Tad Beuchert, a 33-year-old charity runner from Beverly who ran for Team Mass Eye and Ear, walked into a boisterous ground floor of Rochambeau, with cheers largely coming from his family and friends, about 20 of them. In true Marathon Monday fashion, the rest of the diners inside Rochambeau joined in.
“This is the spot to be,” Beuchert said about Rochambeau, located conveniently on Boylston Street. “They treat the runners really well.”
But it’s also the spectators that make Boston Marathon what it is, Beuchert added.
“They’re here to support [us], truly. I don’t think you’ll find this anywhere else.”
Beuchert had to make his way through multiple photo ops with family and friends before he finally made his way to a post-Marathon beer.

Another runner in his family group, Greg Gagne, a 43-year-old charity runner from Boxford who ran for Boston Children’s Hospital, also felt some love from applauding family and strangers alike upon his arrival at Rochambeau.
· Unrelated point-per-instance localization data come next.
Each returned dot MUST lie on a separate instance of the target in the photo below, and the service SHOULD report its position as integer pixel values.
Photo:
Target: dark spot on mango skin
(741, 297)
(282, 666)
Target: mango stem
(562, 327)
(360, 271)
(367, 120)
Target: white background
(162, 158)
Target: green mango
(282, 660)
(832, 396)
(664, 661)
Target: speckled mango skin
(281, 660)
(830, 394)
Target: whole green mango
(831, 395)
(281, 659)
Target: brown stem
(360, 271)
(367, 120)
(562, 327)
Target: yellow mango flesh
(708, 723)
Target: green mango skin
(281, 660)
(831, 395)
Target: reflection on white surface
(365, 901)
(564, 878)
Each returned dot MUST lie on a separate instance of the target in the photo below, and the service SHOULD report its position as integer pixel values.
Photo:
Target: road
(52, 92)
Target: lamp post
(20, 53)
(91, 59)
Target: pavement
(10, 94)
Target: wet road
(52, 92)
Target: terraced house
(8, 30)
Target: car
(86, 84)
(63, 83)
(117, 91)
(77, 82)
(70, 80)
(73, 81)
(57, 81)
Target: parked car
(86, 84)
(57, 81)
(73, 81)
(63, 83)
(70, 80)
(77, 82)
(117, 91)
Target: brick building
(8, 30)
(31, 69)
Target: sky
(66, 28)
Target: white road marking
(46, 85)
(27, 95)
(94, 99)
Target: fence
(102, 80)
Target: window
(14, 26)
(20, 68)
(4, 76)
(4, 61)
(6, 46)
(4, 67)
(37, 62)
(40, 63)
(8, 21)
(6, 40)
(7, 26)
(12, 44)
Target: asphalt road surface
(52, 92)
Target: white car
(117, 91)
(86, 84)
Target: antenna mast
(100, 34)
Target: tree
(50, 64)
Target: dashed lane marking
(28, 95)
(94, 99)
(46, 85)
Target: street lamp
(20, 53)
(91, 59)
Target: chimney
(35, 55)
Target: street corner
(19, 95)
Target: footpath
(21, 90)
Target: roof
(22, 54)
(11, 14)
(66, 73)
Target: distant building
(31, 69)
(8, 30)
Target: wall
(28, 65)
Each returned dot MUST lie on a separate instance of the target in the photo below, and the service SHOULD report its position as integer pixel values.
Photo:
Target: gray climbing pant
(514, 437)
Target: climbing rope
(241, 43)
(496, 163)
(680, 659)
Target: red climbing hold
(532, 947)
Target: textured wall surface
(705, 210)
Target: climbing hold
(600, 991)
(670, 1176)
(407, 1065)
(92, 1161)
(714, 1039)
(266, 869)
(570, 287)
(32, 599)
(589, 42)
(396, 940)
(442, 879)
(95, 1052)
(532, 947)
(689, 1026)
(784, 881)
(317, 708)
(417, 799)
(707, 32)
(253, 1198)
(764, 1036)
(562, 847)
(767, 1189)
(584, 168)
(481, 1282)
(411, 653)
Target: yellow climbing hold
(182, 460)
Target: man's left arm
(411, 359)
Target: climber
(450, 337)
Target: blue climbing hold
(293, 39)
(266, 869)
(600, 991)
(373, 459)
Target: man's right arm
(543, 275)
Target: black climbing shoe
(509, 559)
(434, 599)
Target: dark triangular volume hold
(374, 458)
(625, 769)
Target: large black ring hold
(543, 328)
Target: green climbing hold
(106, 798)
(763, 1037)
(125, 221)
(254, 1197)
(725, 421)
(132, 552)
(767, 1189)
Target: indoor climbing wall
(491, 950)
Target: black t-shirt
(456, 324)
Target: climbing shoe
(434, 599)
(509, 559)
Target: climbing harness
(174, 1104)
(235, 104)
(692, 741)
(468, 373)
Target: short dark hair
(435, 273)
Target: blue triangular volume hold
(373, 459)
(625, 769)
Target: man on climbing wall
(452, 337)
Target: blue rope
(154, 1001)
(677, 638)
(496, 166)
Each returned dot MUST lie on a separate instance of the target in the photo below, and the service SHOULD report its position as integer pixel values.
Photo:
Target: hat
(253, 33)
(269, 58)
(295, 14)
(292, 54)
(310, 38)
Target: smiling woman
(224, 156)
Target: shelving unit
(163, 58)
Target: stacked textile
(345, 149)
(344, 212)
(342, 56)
He and his family — his wife Megan, daughters Bellamy, 11, and Bryn, 9, and others — have made it a tradition to come to Rochambeau for the last several years. After all, you can’t beat the proximity to the course.
The day of eating and drinking is mostly for spectators, while fresh-off-the-course runners like Gagne slowly sip on margaritas and cautiously eat spare fries off of plates.
But despite being tired from running 26 miles, Gagne said it’s worth it to stay out, at least for a little bit longer, to be part of the city’s energetic buzz that only comes on Marathon Monday.
“It’s the best day in the city,” Gagne said. “Everyone comes together. It’s positive. It’s electric.”